While writing nodejs code, it is not uncommon to have to do something like this:

  • get database connection
  • count records for user
  • if count is 0, insert record for user
  • create user game descriptor
  • return JSON with user data

Another use case would be:

  • get facebook credentials
  • make a post to your REST
  • make a get to another REST
  • increment REDIS for API call track

these use cases translated into plain node code, are a callback nightmare.

Not to mention error control flow.

Not to mention timeout constraints (you really don't want this to take more than 200 milliseconds)

What if you need to know when all this code ends execution.

And then:

  • how about having both use cases running at the same time ?
  • how about not having more than 4 of these (remember scarce database connection number ?) running at the same time ?

AsyncHelper

AsyncHelper is a general purpose library to handle asynchronous processing in nodejs.

The goal is to expose a clean interface, not only for code readability, but to keep under control all the synchronous operations that could eventually span in the lifecycle of a node js application, and to keep scarce resources under fine control.

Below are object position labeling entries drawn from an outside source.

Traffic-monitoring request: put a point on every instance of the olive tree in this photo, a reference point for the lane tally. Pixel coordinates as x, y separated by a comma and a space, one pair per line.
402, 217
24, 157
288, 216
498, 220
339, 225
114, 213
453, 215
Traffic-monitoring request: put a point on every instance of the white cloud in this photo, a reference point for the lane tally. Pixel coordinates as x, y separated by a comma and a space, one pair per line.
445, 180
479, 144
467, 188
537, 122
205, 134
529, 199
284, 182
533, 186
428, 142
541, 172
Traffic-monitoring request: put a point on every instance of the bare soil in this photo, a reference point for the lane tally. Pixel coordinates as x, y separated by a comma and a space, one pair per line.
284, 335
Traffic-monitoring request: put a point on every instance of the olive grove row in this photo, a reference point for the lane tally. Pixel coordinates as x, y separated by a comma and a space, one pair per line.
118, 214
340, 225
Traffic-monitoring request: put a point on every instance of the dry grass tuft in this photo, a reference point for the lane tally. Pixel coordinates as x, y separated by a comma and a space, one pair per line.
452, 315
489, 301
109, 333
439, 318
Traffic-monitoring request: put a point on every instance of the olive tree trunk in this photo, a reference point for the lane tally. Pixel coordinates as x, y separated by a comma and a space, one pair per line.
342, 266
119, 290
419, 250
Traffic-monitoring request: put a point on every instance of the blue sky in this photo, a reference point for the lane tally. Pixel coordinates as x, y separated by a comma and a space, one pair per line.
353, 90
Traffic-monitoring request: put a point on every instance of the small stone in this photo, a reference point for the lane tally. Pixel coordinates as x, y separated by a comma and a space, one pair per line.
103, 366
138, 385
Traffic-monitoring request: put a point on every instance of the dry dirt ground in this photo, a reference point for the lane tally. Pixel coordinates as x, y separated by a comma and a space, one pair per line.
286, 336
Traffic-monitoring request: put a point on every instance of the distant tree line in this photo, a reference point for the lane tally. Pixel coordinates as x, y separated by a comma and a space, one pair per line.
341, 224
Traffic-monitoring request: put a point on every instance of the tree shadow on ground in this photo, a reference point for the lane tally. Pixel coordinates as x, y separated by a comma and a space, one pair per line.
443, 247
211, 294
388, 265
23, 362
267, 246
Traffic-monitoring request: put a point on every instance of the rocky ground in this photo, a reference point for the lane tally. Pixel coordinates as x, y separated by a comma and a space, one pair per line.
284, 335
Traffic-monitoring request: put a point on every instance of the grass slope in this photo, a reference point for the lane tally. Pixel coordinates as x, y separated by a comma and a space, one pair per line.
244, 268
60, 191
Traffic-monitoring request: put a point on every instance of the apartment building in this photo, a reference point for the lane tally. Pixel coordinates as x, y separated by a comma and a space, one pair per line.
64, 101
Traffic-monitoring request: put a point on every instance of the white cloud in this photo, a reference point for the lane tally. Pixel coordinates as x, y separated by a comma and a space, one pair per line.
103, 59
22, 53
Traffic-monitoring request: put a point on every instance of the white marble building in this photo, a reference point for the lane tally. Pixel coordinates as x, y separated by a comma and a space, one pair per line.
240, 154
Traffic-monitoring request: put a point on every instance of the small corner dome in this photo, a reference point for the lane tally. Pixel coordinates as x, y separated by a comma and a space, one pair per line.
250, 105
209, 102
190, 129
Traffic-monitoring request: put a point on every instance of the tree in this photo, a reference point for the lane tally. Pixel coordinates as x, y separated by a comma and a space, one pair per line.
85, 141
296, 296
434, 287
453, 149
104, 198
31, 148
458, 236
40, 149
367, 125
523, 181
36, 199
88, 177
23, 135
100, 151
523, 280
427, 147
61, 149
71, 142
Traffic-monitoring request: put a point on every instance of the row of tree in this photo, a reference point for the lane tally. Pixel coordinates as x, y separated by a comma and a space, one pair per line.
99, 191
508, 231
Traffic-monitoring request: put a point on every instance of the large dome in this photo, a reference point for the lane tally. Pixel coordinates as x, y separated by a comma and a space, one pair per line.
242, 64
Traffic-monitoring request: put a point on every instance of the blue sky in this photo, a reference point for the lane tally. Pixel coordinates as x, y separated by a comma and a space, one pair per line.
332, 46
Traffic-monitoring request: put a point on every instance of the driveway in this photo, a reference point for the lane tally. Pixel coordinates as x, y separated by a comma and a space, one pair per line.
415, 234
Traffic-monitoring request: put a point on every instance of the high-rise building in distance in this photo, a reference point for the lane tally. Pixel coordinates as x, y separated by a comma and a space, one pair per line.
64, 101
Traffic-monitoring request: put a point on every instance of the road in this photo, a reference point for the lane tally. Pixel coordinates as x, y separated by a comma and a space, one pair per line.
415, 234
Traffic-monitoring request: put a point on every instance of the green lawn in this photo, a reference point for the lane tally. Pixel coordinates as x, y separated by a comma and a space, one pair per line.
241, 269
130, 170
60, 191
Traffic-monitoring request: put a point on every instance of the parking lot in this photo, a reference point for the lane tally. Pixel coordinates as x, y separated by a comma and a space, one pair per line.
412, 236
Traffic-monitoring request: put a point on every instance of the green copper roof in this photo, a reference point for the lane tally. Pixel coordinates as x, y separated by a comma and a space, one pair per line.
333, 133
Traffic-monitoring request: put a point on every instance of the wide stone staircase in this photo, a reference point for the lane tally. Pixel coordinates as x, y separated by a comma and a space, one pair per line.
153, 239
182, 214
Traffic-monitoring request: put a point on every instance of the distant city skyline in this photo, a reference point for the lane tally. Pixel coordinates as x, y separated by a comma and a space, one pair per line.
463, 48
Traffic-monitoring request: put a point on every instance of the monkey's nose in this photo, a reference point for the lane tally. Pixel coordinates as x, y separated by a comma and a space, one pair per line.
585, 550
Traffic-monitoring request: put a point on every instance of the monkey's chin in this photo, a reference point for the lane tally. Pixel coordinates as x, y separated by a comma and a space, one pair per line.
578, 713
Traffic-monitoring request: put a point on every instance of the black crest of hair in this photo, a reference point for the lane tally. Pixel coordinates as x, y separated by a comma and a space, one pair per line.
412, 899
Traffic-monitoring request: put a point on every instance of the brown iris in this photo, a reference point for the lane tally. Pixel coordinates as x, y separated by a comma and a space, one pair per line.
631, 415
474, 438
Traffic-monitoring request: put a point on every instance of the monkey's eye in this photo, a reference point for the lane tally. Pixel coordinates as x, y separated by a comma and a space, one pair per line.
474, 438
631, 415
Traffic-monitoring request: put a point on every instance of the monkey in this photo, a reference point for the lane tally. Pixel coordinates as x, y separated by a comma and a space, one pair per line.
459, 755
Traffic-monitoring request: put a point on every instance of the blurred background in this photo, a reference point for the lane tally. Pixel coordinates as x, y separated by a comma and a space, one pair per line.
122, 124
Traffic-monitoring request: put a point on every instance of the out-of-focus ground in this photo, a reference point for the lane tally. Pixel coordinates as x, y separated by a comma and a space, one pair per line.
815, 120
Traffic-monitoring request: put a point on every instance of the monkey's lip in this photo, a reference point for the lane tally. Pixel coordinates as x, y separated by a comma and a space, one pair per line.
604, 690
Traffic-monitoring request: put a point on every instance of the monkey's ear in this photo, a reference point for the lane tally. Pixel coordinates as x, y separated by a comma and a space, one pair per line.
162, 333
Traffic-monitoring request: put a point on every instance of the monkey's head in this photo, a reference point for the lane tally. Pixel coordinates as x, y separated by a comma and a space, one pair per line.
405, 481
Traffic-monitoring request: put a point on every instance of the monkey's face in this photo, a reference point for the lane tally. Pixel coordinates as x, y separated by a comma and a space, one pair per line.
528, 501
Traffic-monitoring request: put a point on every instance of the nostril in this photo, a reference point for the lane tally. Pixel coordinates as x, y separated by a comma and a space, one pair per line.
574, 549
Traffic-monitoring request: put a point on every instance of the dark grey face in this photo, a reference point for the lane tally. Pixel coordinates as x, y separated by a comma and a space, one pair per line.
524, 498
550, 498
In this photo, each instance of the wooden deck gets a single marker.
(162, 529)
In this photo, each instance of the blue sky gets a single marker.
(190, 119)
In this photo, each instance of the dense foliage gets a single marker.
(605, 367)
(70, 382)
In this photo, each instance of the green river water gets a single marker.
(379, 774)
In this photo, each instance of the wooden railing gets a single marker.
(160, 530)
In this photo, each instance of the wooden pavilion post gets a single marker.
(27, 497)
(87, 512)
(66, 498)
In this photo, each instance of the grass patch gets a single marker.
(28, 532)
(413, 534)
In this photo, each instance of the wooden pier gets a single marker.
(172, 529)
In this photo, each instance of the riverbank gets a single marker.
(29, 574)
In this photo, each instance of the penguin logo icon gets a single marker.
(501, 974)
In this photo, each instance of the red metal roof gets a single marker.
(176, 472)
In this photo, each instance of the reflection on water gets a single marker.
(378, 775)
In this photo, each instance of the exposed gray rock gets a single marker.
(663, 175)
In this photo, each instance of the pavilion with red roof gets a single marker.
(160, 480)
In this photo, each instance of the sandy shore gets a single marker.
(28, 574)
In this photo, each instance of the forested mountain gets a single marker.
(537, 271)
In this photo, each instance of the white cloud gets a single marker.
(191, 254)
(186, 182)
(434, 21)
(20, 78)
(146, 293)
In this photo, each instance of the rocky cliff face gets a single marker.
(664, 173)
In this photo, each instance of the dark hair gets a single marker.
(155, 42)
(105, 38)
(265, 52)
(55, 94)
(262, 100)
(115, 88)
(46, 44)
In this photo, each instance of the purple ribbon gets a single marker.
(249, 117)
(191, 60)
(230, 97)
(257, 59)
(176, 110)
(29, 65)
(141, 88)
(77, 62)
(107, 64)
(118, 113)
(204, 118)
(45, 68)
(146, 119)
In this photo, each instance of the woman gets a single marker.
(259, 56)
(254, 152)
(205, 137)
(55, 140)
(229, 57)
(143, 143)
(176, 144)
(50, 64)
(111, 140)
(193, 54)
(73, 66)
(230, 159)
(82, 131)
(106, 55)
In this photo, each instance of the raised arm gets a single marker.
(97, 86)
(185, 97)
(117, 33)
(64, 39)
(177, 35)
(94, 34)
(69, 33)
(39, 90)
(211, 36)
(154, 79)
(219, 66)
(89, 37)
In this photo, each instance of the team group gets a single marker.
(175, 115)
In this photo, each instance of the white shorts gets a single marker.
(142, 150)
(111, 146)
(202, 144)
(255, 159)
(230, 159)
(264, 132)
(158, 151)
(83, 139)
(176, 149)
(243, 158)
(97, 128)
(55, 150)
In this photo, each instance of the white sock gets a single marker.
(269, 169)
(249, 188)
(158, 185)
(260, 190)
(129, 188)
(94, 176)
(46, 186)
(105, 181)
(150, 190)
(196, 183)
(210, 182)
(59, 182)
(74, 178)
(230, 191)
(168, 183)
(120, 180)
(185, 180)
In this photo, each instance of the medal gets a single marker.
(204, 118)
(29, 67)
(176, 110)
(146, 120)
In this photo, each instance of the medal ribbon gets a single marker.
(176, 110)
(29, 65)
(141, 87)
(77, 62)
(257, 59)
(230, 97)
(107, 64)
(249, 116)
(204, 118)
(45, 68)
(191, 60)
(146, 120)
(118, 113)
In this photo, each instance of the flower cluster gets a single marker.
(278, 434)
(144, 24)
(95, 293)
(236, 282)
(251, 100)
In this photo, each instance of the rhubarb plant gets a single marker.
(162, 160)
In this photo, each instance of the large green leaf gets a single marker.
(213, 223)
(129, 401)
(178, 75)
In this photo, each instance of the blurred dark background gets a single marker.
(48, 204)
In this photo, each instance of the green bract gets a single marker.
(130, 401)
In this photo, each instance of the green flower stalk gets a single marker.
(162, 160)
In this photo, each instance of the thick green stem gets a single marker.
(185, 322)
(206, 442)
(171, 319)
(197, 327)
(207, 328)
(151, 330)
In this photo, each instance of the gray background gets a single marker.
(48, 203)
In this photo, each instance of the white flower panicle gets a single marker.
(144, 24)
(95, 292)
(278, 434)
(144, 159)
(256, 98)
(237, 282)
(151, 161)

The library relies on the concept of a Condition for signaling asynchronous code activity and a Future returned to the developer, so she can be notified about computation results.

The Condition allows to choreograph complex operations and have a fast short-circuit mechanism to allow your code to progress whenever the conditions are met or not. A Condition is hence a super-powered boolean events broadcaster.

Conditions are defined to fail-fast because it met its criteria, or because of built-in timeout control.

Dispatching asynchronous code

The main object to interact with is a Dispatcher object.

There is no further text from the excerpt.